Kyl has laid out exactly what kind of work needs to be done to America’s warheads (read his detailed memo in PDF form here), but in short, as weapons get older, scientists have to replace electronics, engineer new security tests, and keep on top of aging devices that possess unparalleled destructive power. “Imagine an automotive expert working in a garage built in 1942,” the memo reads. “The roof leaks and his tools are becoming outdated. Moreover, he has responsibility for a fleet of eight racing Ferraris, which have been sitting in storage for about 30 years. The last time any engine was turned on was 1992, but this ‘steward’ is responsible for assuring that, at any given moment, each of the eight finely-tuned cars will respond to the key turn.”
But what passes for informed debate over how much more money the country needs to take care of fewer nukes, in this instance, doesn’t pass muster. “The labs have been arguing for several years they need more money,” says former ambassador Richard Burt, U.S. chair of the group Global Zero. “And the labs are pretty effective lobbyists for their interests.” Add to the equation that several of these labs are now run by defense contractors, and the spike in spending not only looks like a logical contradiction (lacking a convincing explanation) but it starts to smell bad.
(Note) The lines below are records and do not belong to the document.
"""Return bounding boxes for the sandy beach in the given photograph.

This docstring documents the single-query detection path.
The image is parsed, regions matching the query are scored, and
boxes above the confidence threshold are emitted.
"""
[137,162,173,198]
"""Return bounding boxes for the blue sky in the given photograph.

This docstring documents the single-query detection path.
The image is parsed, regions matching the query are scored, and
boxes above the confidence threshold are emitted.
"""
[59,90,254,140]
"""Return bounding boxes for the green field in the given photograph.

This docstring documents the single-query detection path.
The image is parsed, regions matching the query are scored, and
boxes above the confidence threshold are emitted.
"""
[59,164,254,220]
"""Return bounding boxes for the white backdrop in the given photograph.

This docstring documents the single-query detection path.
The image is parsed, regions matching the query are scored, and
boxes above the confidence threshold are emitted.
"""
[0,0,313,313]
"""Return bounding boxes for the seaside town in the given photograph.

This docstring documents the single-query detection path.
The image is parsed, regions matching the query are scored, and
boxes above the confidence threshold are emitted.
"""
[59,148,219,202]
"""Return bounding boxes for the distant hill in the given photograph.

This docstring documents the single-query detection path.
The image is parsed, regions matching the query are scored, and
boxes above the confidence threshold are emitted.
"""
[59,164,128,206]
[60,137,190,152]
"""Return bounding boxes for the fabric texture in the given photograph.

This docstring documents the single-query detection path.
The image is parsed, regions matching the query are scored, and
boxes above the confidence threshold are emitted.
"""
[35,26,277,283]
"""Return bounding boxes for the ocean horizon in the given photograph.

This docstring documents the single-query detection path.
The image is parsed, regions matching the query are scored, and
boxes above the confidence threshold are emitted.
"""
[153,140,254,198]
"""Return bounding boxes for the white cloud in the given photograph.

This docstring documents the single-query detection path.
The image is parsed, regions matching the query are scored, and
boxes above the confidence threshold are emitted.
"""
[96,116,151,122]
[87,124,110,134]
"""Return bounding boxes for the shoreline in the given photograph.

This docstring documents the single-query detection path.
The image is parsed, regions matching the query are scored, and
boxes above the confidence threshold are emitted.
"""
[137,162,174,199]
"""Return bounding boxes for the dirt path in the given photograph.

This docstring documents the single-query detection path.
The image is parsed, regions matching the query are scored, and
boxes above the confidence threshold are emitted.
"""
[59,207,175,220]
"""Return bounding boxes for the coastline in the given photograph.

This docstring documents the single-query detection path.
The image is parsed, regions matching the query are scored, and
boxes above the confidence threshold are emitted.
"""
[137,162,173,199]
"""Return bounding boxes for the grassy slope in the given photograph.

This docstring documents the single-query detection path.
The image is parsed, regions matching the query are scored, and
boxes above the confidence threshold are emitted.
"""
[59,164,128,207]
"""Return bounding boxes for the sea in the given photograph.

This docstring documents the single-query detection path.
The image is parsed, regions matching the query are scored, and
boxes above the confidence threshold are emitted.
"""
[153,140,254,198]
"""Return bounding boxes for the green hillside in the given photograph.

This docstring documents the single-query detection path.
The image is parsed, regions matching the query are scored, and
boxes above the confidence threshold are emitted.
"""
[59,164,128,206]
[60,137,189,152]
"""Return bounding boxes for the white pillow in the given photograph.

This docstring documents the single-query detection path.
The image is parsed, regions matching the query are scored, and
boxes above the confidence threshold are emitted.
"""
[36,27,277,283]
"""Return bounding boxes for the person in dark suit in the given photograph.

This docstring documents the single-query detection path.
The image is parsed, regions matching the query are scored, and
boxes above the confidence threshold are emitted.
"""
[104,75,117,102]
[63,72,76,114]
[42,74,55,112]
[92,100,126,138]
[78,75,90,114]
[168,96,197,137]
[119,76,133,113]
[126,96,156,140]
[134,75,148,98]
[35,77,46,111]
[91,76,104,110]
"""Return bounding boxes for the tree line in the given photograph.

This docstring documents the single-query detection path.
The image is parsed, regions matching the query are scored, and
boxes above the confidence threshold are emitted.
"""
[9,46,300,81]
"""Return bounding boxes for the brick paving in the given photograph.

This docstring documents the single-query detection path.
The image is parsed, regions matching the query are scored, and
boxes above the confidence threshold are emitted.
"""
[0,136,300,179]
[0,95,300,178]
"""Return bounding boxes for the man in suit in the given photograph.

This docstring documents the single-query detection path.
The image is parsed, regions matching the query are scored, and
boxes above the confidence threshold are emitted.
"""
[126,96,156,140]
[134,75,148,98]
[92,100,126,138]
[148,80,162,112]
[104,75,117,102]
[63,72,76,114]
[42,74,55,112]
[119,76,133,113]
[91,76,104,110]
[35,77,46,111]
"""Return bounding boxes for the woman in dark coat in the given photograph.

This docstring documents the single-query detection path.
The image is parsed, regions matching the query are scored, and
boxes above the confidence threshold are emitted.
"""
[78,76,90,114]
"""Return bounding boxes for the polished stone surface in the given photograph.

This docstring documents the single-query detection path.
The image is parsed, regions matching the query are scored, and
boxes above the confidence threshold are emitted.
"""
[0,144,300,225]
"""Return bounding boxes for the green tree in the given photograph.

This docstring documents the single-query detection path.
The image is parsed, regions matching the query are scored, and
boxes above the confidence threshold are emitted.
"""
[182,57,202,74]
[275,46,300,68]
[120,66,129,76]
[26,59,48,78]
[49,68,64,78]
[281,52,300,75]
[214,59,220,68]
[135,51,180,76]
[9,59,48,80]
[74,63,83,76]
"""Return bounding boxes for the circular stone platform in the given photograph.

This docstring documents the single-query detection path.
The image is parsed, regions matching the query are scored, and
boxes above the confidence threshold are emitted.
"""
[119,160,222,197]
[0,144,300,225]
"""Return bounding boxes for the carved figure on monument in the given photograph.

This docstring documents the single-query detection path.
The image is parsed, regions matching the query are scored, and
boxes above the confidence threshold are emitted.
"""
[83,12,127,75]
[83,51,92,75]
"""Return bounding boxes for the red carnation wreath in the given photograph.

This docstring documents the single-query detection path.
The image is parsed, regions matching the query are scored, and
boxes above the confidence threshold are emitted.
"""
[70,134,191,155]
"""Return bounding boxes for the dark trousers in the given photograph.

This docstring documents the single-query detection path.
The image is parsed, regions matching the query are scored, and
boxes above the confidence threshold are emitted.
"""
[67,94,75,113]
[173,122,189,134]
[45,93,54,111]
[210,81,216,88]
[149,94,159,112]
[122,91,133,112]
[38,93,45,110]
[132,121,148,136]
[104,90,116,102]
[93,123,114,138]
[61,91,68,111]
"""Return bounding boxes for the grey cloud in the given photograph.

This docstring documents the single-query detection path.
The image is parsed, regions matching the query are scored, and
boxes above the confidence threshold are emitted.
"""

Going into the new year, these tens of billions in spending come, of course, in this new, supposed age of austerity. We have to quit “wasting billions of dollars,” Kyl himself said during the debate. Indeed. On the grand bargain the White House struck to win Kyl’s support for the New START (ironically he ultimately ended up voting against ratification), Washington has written even more gargantuan checks, relying only on the good word of the folks asking for the money.